Ellacille Ipson Whitehead, frozen forever in that V-necked dress and the pretty, oblong locket, died a few hours after giving birth to Lund in 1934. Grandmother Ipson brought baby Jane home to raise, and although one might have supposed that a baby would have brought enough compensating joy to the house, the truth was that Jane Lund's grandmother never did get over her daughter's death.

"My grandmother was awash with grief," says Lund. "I was aware every day of my life that my mother died and I lived."

Raised in a house where resentment filled the air like the odor of musty wallpaper, Lund turned to the old photograph for comfort. She couldn't converse with her mother in the usual way, but she could commune with her. "Whenever I felt bad she would encourage me, or chasten me, or brace me up."

Lund has carried that comfort around with her for more than 50 years, but it wasn't until just a couple of years ago - after she had grown up, married, had three children and become an amateur portrait artist - that she began to see that she had hit upon a universal truth.
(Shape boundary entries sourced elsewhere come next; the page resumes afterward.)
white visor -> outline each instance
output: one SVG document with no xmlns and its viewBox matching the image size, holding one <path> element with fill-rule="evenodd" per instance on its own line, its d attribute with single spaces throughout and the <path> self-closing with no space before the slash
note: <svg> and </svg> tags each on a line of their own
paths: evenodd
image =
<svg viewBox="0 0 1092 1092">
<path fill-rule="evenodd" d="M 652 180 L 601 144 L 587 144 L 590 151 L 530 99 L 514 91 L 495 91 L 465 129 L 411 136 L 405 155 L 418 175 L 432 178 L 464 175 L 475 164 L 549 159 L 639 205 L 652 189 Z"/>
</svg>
She was working at Utah Job Service as a interviewer when a fellow worker asked if she would do an illustration for her. The woman had two snapshots, one of her grandmother and one of her grandfather, but no picture of the two of them together. Both the grandparents were dead, which meant that getting them to pose for a new portrait was not an alternative. So Lund created a new history, one that put the two old faces next to each other.

Soon she was doing posthumous portraits for people who had lost husbands and sons and sisters. One woman had been haunted by a recent family photo marred by an empty space where her dead son should have been. Lund was commissioned to paint another picture, this one including the dead son, fashioned as a composite of two imperfect snapshots.
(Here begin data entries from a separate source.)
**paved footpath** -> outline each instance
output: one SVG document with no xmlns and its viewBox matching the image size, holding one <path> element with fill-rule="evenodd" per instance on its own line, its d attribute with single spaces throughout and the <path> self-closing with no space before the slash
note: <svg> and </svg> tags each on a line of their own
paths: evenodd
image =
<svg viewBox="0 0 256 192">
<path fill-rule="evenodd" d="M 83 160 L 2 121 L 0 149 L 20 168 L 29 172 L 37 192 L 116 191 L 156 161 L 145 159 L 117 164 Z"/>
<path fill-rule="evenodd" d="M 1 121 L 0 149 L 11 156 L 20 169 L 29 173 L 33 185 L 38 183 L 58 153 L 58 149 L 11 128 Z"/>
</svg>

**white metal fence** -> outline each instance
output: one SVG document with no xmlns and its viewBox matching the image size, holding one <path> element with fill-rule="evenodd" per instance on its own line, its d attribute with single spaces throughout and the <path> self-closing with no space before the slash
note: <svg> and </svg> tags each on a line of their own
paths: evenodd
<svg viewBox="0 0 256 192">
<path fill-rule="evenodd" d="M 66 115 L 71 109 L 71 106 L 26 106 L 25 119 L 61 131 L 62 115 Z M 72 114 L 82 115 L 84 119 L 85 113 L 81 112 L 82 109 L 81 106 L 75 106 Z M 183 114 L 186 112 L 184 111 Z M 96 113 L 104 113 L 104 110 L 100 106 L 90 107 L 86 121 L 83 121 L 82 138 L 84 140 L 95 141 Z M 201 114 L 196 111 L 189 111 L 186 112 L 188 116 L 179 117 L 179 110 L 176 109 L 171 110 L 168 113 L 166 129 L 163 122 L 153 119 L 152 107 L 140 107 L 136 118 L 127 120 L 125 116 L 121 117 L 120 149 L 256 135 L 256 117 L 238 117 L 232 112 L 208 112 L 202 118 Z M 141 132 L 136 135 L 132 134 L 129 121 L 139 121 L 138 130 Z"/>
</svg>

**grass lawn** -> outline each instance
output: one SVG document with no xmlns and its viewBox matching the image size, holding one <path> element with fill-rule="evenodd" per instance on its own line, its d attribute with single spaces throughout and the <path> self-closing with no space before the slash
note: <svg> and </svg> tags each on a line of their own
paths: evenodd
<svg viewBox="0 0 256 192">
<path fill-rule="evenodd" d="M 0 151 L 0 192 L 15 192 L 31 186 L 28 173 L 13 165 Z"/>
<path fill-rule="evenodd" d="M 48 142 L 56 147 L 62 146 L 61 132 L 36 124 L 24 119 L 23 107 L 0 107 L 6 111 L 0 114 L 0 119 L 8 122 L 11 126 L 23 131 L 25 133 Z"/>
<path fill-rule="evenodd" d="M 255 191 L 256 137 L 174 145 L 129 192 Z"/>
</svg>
Like the photo of her mother, these portraits became "a focal point of grief," says Lund.

Lund's portraits are lifelike even as they fiddle with the reality of life. The keen attention to detail comes, she says, from all those hours spent at the card table in her grandmother's living room trying to copy the pictures in Life magazine.
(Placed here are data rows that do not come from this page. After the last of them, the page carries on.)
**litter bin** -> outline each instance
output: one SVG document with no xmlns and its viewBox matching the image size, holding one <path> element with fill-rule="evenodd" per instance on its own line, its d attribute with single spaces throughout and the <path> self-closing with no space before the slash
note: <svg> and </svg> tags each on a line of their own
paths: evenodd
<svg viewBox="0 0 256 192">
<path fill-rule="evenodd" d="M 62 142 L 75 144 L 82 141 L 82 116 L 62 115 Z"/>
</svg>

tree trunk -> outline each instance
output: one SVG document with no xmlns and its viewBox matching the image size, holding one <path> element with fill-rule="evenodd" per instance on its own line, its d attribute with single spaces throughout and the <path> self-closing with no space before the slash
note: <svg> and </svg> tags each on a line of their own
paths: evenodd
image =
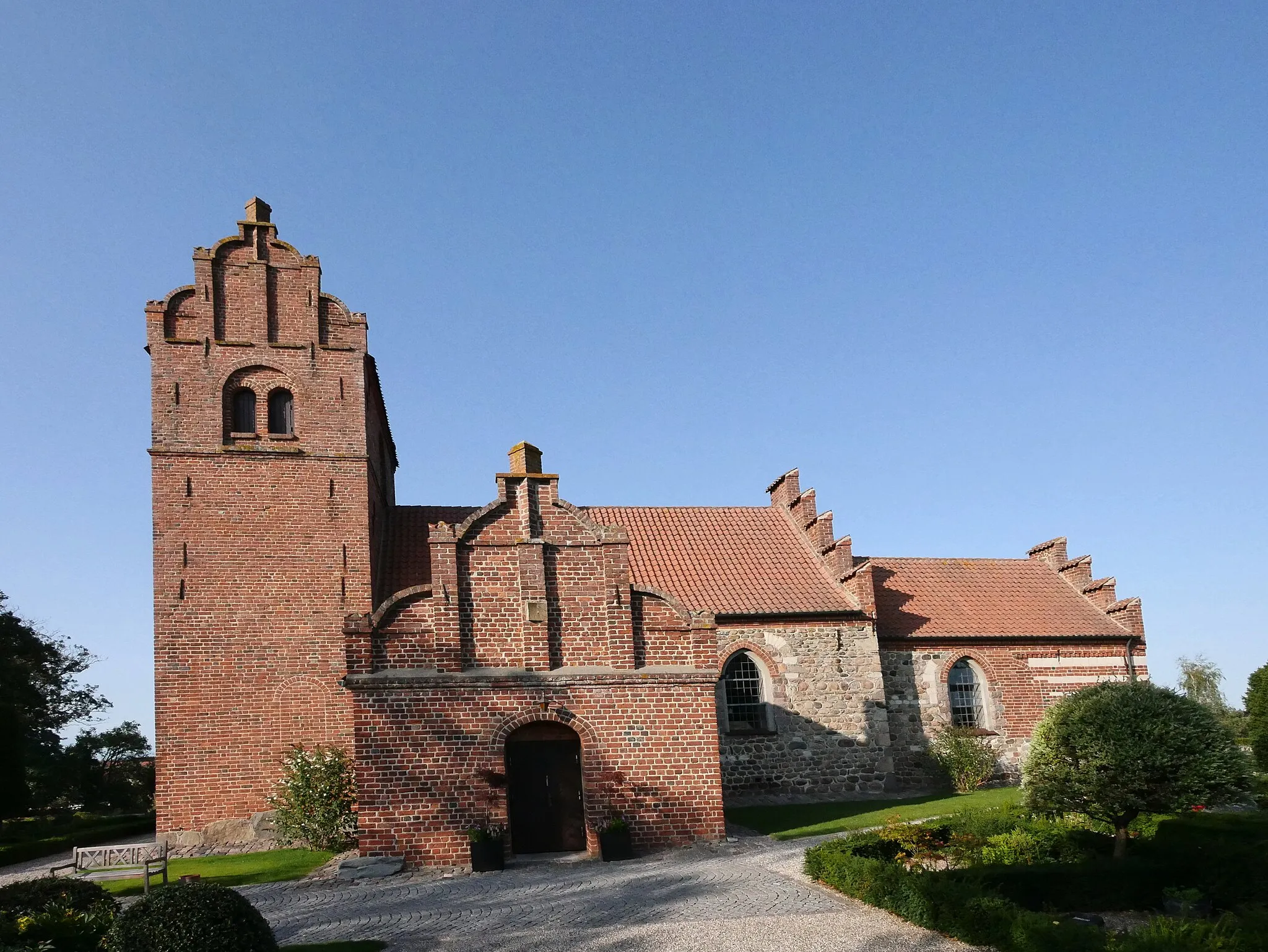
<svg viewBox="0 0 1268 952">
<path fill-rule="evenodd" d="M 1116 824 L 1113 828 L 1113 858 L 1122 859 L 1127 856 L 1127 824 Z"/>
</svg>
"My grandmother expected me to act like I was 40, so she treated me like an adult," Lund recalls. "I had a great deal of time to entertain myself in ways that weren't obnoxious to my grandparents."

Lund's favorite way was to sit down with her grandparents' magazines, turn the radio on low, and draw from Life. "I was never satisfied until I could make my picture look exactly like the picture in the magazine."

These days, though, Lund sometimes has to rely on intuition as well. In one recent portrait, Lund worked from separate photos, taken 30 years apart, to make a new portrait of a husband and wife. To make the husband look young again, Lund had to strip away 30 years of sags, paunch and receding hairline.

Another woman asked her to draw a portrait of herself with her fiance, who had died in an auto accident. She had no pictures of the two of them together. The only photo of the fiance hid his eyes behind dark glasses.

Lund was baffled about those eyes until she dreamed one night that the fiance was standing before her. His eyes were blue, analytical and fairly close set, remembers Lund, who then drew them just as she had seen them in the dream. Perfect, said the woman.

"I know things like that are heavy, but nevertheless I feel close to the people I draw. Maybe it's because I think about them so much. Or maybe they are just anxious to be of service."

Lund has done about 50 of these portraits in the past two years. She has yet to do one of her mother, but she still talks to the old photo from time to time, looking with her mother's eyes at what the world has wrought.

When she graduated from college, married, had her first child, Lund went to the photo. When there are financial reverses, accidents, spiritual impasses, she goes to the photo.

And the woman with the marcel waves and the impish smile listens.